Reconciling JACL’s past with its present

Is it possible to lift the burden of inherited shame and intergenerational anger by looking squarely at the source of that trauma?

At the 2026 Tule Lake Pilgrimage, in the College Union Auditorium of the Oregon Institute of Technology. Photo: Nancy Ukai.

That’s the question we raised at the 2026 Tule Lake Pilgrimage with our July 5 workshop on “‘The Lim Report’ in the 21st century, and what it says to us today.” As described earlier, I recently scanned the original 94-oage paper copy for you to download here and read for yourself.

The point of the workshop was not to bash JACL; that would be too easy, and kind of too twentieth century. The more interesting question was this: if we can look clearly at how JACL operated in WW2, especially in its recommendations for the arrests and transfers of fellow Japanese Americans to what turned out to be the Tule Lake Segregation Center, does that have some power to lift the weight of the social ostracism that’s been ingrained and deeply felt in the families of those segregees and renunciants who were so demonized by the wartime JACL?
Photo: Nancy Ukai.

The online version of the 1990 “Research Report Prepared for Presidential Select Committee on JACL Resolution #7,” commissioned by the JACL and popularly known as the Lim Report, has been accessible on this site since 2002, but I was surprised to learn how very few have taken the time to actually read it over the past 36 years. Given that we didn’t have the capacity to print thick copies for each of the roughly 250 in attendance, I read aloud from the key findings:

  • That key JACL leaders were deeply involved in turning over the names of Issei and Kibei community leaders to the FBI and Office of Naval Intelligence before Pearl Harbor, and informing on dissidents once inside camp, in the belief that by acting as government informants they were being “constructive cooperators for national defense;”
  • That at least 8 JACL leaders and 3 emergency defense committees in Los Angeles, San Francisco, and Seattle, were confirmed informants;
  • That in an effort to stave off impending evacuation, Mike Masaoka proposed “a volunteer ‘suicide battalion’ which would go anywhere to spearhead the most dangerous missions,” and whose loyalty would be ensured by having the government hold their families and friends as “hostages” — a direct quote from Masaoka’s “Final Report” to the JACL in 1944;
  • That Masaoka and two other national officers crossed the line from community advocates to actual employees of the War Relocation Authority, working without pay and title in exchange for freedom of movement — a fact the first WRA director, Milton Eisenhower, confirms in his autobiography; and
  • That Masaoka’s offer of JACL “cooperation with and subservience to the WRA” was “particularly disturbing” for effectively compromising JACL’s freedom to act in the best interests of the Japanese American community “when a difference in point of view or priorities arose.”

The section most pertinent to #tulelakepilgrimage2026 comes at the end of the Research Report, a section headlined “Segregation” that quotes at length from Mike Masaoka’s “Confidential Statement” of January 14, 1943, to new WRA director Dillon Myer.
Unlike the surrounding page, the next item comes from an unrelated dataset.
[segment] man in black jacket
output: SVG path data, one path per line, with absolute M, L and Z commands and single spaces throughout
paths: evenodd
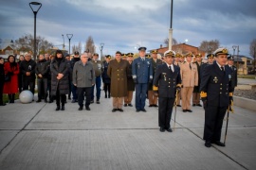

It’s a piece I’ve had online on this site for decades; you can read it in full in this seven-page PDF. This is the memo that Floyd Cheung and I excerpted on pp. 144-145 in our Penguin Classics anthology of The Literature of Japanese American Incarceration as an important piece of camp writing and evidence of the JACL’s role in the government’s creation of the Tule Lake Segregation Center.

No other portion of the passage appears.